Spätestens aber als er und Landtagsfraktionschef Ralf Holzschuher wenig später zu einer Sondersitzung von Parteivorstand und Fraktion am späten Nachmittag einluden, war klar, dass etwas passieren würde. Der Schlaganfall, den Platzeck im Juni erlitt, hat ihn stärker aus der Bahn geworfen als anfangs vermutet. Schon seit langem leidet der Regierungschef unter Bluthochdruck, und Schlaganfälle waren in der Familiengeschichte keine Seltenheit.

Ein Arzt habe jetzt schließlich zum möglichen Wochenpensum klar gesagt: „40-50 Stunden kannst Du gut und gerne arbeiten, aber 80 - vergiss es.“ Bei der Pressekonferenz am Abend machte Platzeck keinen Hehl daraus, wie schwer ihm der Abschied fällt. „Ich habe diese ganzen sechs Wochen mit mir gerungen.“ Schließlich habe er „Politik immer mit viel Lust und Leidenschaft gemacht“.

In einer Sondersitzung von Parteivorstand und Fraktion im Landtag wurden noch am Montagabend die personellen Weichen für die Zukunft gestellt: Platzecks Nachfolger als Regierungs- und Parteichef wird Innenminister Dietmar Woidke, dessen Platz Holzschuher einnimmt. Neuer Fraktionsvorsitzender wiederum soll der langjährige Wahlstratege und SPD-Generalsekretär Klaus Ness werden. Ihm folgt die Landtagsabgeordnete und Partei-Vize Klara Geywitz. Damit hofft die SPD-Spitze, sowohl die rot-rote Koalition stabil über die Runden zu bringen, als auch die Landtagswahl im Herbst 2014 siegreich zu bestehen.

Woidke ist ein alter Weggefährte Platzecks, der als vormaliger Agrarminister, SPD-Fraktionschef und jetzt Innenminister eng mit ihm zusammenarbeitete. Beide pflegen einen unverkrampften Umgang mit ihrer Umgebung und dem Wahlvolk. „Es ist die bisher größte Herausforderung in meinem Leben“, bemerkte Woidke zu seinem unverhofften Karrieresprung. Er fühlt sich jedoch dafür gerüstet.

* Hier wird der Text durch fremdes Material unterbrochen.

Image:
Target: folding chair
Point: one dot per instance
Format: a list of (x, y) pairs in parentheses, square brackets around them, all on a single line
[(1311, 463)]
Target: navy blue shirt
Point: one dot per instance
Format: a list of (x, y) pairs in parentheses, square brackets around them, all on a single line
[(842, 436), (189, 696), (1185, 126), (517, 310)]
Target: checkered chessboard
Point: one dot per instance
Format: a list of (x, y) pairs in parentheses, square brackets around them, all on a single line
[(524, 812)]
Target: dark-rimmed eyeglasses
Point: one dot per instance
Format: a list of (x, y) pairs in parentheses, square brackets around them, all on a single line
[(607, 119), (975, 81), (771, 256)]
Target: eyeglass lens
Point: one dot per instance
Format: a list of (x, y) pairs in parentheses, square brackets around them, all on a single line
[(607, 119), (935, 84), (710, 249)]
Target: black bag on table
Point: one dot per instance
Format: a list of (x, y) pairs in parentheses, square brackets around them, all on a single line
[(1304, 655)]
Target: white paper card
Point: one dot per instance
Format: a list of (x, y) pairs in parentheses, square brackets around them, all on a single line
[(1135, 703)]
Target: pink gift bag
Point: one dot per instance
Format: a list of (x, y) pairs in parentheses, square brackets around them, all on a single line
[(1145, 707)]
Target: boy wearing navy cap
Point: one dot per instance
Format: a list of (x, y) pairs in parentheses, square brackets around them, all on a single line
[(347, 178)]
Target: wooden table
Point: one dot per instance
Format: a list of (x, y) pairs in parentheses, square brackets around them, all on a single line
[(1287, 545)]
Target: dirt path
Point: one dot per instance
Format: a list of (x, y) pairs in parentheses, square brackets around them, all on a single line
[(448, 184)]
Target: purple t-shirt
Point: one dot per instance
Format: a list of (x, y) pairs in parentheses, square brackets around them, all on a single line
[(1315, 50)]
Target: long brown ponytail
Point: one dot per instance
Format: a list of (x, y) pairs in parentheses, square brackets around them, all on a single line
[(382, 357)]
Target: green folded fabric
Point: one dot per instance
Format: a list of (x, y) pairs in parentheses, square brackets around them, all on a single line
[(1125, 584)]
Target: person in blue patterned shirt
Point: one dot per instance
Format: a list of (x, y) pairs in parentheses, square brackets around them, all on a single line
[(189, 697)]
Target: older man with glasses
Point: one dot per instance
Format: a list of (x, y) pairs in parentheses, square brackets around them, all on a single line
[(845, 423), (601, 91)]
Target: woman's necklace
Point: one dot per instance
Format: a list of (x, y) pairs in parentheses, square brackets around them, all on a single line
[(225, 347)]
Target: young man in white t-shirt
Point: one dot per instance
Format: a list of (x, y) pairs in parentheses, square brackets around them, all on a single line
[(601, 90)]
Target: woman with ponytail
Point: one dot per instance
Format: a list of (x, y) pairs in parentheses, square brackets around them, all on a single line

Dem 52-Jährigen kommt zustatten, dass Rot-Rot die dicksten Brocken aus dem Koalitionsvertrag schon abgearbeitet hat: die Polizeireform mit harten Personaleinsparungen, ein Mindestlohngesetz für öffentliche Aufträge oder auch eine Energiestrategie unter vorläufiger Weiternutzung der umstrittenen Braunkohle. Ein ehrgeiziges Ziel bleibt die Sanierung des Landeshaushalts und da die Vermeidung neuer Schulden.

Ob für die seit 1990 in Brandenburg regierenden Sozialdemokraten künftig alles wie gewünscht läuft, bleibt offen. In Umfragen wehte ihr zuletzt wie zu Zeiten Stolpes 2002 ein scharfer Wind um die Nase. Wäre jetzt Landtagswahl, bliebe sie zwar mit 35 Prozent stärkste Kraft. Bei einer Bundestagswahl würde sie jedoch mit 31 Prozent einen Punkt hinter der CDU landen.

Mit Abstand bekanntester und beliebtester Politiker in Brandenburg ist Platzeck, den 93 Prozent der Wahlberechtigten kennen und - trotz aller Rückschläge - 61 Prozent positiv bewerten. Die Zustimmung zu ihm betrug allerdings schon mal 80 Prozent. Dennoch hinterlässt er seinem Nachfolger große Schuhe.